Gradient Harmonization in Unsupervised Domain Adaptation
Fuxiang Huang, Suqi Song, Lei Zhang
TL;DR
This work addresses gradient conflicts in unsupervised domain adaptation, where domain alignment and classification losses can push gradients in opposing directions. It introduces Gradient Harmonization (GH) and GH++, which reorient task gradients from obtuse to acute or orthogonal, and derives an equivalent dynamic loss (UDA+GH/GH++) that reweights the two losses based on gradient geometry. The authors provide theoretical derivations, visualize gradient behavior, and demonstrate consistent improvements across multiple benchmarks (Office-31, Office-Home, VisDA-2017, Digits, DomainNet) and backbones, with GH++ often delivering larger gains. The approaches are plug-and-play, orthogonal to existing UDA methods, and extendible to other multi-task problems like object detection and multi-modal retrieval, offering a practical route to more stable and effective cross-domain learning.
Abstract
Unsupervised domain adaptation (UDA) intends to transfer knowledge from a labeled source domain to an unlabeled target domain. Many current methods focus on learning feature representations that are both discriminative for classification and invariant across domains by simultaneously optimizing domain alignment and classification tasks. However, these methods often overlook a crucial challenge: the inherent conflict between these two tasks during gradient-based optimization.
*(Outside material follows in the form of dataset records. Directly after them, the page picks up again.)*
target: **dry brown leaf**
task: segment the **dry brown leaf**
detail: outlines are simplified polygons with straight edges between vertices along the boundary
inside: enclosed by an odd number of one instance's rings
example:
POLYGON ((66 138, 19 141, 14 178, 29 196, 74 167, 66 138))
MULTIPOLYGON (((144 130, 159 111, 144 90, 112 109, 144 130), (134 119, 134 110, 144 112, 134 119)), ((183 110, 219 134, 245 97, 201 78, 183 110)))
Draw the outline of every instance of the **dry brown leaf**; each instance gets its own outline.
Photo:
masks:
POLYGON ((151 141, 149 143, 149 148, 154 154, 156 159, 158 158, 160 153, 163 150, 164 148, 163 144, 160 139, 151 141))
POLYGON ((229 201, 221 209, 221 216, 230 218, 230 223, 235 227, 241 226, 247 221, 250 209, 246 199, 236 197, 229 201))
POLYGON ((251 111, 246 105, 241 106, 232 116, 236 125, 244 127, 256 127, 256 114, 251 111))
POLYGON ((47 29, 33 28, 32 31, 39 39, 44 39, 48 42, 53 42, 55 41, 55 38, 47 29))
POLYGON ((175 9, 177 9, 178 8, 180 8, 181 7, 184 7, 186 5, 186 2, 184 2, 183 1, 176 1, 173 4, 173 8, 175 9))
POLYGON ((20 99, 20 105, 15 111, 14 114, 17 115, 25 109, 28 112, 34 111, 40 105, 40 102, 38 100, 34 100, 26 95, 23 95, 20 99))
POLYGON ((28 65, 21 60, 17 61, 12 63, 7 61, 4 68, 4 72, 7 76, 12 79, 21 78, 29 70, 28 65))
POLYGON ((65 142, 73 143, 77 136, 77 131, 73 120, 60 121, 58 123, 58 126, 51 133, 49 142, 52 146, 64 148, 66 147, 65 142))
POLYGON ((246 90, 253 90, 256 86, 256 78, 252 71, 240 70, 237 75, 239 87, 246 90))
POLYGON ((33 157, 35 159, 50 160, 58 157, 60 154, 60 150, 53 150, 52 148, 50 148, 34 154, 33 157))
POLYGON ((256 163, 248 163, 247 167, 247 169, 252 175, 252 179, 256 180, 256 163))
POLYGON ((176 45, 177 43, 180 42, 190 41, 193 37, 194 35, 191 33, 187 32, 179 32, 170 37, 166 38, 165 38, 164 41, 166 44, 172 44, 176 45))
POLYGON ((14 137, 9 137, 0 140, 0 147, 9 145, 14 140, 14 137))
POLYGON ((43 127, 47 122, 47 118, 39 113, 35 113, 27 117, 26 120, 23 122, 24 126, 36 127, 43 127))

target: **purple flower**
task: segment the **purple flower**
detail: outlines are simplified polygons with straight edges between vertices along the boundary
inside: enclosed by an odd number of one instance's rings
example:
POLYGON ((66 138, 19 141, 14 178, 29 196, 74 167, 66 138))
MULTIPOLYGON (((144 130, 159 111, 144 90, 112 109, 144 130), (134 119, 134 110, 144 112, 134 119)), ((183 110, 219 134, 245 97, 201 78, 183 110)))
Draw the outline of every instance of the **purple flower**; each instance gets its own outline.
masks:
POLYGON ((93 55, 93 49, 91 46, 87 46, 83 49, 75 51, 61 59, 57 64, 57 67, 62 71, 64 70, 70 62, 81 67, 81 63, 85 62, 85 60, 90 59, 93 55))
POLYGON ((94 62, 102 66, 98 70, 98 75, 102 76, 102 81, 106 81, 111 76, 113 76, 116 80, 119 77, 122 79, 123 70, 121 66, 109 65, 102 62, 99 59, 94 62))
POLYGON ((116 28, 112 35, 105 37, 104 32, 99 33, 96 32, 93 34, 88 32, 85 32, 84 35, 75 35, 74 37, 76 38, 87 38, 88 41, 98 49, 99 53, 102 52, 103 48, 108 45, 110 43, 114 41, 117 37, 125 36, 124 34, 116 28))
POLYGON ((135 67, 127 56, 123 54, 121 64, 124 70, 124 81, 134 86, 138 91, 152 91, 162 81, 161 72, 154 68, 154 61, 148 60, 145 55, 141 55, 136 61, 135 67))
In this paper, we delve into this issue and introduce two effective solutions known as Gradient Harmonization, including GH and GH++, to mitigate the conflict between domain alignment and classification tasks. GH operates by altering the gradient angle between different tasks from an obtuse angle to an acute angle, thus resolving the conflict and trade-offing the two tasks in a coordinated manner. Yet, this would cause both tasks to deviate from their original optimization directions. We thus further propose an improved version, GH++, which adjusts the gradient angle between tasks from an obtuse angle to a vertical angle. This not only eliminates the conflict but also minimizes deviation from the original gradient directions. Finally, for optimization convenience and efficiency, we evolve the gradient harmonization strategies into a dynamically weighted loss function using an integral operator on the harmonized gradient. Notably, GH/GH++ are orthogonal to UDA and can be seamlessly integrated into most existing UDA models. Theoretical insights and experimental analyses demonstrate that the proposed approaches not only enhance popular UDA baselines but also improve recent state-of-the-art models.